Six tips for stronger data security
Cybersecurity is extremely topical in Australia right now, with a number of larger companies and government departments experiencing severe privacy breaches over the past two years. The number of reports of cybercrime in Australia has increased significantly and is imposing an increasingly heavy cost on businesses. As digital services become more interconnected, the sophistication and frequency of cyber-attacks have a greater potential to cause widespread damage.
The Australian Cyber Security Centre (ACSC), the hub for private and public sector collaboration and information-sharing on cybersecurity, received over 76,000 cybercrime reports, which is an increase of nearly 13 per cent from the previous financial year.
Here at intelliflo. we understand the importance of protecting your business and client data. All of intelliflo’s solutions are protected, secured and validated by an ISO 27001 stamp of approval. Below are some of the steps advice firms can take to strengthen their cybersecurity to prevent, identify and deal with attacks.
1. Regularly train your employees
In the financial advice sector, people are your most important asset and the same is true in cybersecurity. Your employees are a crucial line of defence, because if someone opens a malicious email, it could lead to malware being uploaded to your systems. Regular training to raise awareness of potential scams, reinforce good practice and identify poor behaviours is essential. It is also important to recognise that scams are becoming harder to identify all the time and no one is infallible. Rather than creating a culture of fear if something does slip through, issues will be dealt with quicker and more easily if you create clear reporting procedures and encourage staff to escalate incidents swiftly and without blame.
2. Use technology to prevent problems before they start
Phishing emails are one of the most common forms of cyberattack and installing an email filter will weed out many of these scams before they hit your inbox, reducing the time your team needs to spend doing it.
The latest ACCC findings report that the most common scam reported to Scamwatch in 2022 was phishing. There was a 4.6% increase in reports to Scamwatch with 74,573 phishing scam reports received.
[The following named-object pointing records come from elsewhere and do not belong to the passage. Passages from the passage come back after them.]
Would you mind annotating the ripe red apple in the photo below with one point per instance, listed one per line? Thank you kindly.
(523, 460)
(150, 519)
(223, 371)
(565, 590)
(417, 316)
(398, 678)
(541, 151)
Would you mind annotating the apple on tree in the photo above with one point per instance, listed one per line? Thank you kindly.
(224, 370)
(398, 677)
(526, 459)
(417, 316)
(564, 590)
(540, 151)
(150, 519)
Financial losses increased 469% from the $4.3 million reported in 2021, to $24.6 million in 2022. With this data in mind, it is important that firms and their advisers have the tools and technology they need to prevent data breaches before they occur.
3. Keep your software up to date
Technology providers usually issue regular and ad hoc updates that fix problems including security vulnerabilities, so these should not be ignored. Make sure you implement updates as soon as possible across all of your firm’s systems, laptops, tablets and phones. Lots of advice firms still use old software or devices that are no longer supported by the provider, but this is really a false economy as it risks a hacker using them as a weak spot to enter your systems, so you should consider upgrading them as a matter of urgency.
4. Create strong passwords
Password protect all your systems and devices and do not use the same passwords for multiple applications or your security may be breached if the same details are compromised elsewhere. It can be hard to remember lots of different passwords, but do not write them down, consider using a secure password manager instead. For systems that hold personal or sensitive data, use multi-factor authentication, such as a code sent to your phone, as well as a strong password, to add an extra layer of protection.
5. Back up your data
Make sure that if you do fall victim to a cyberattack, you are able to restore your information quickly. Leveraging the cloud will help you back up significant quantities of data cheaply, and you will also benefit from the investment and resources the major cloud services put into monitoring activity across their whole platform to identify suspicious patterns before they reach you. If you use intelliflo’s technology, all your data and documents will be automatically stored and backed up safe in the knowledge that it is protected by our dedicated staff and our large annual investment in cybersecurity.
6. Plan for the worst
Plan for the worst, with robust procedures in place so that everyone knows what to do and who to contact, including any regulatory reporting requirements, in case of an incident. Test your plan regularly to identify weaknesses and stay on top of threats.
Ensure you have procedures in place so that everyone knows what to do and who to contact, including any regulatory reporting requirements, in case of an incident. Test your plan regularly to identify weaknesses and stay on top of threats.
As financial advisers move to using more online resources, cybersecurity will become increasingly important. By ensuring your own procedures are as robust as possible and leveraging the ongoing security investment and resources of your technology partners, you can minimise attacks and resolve incidents swiftly.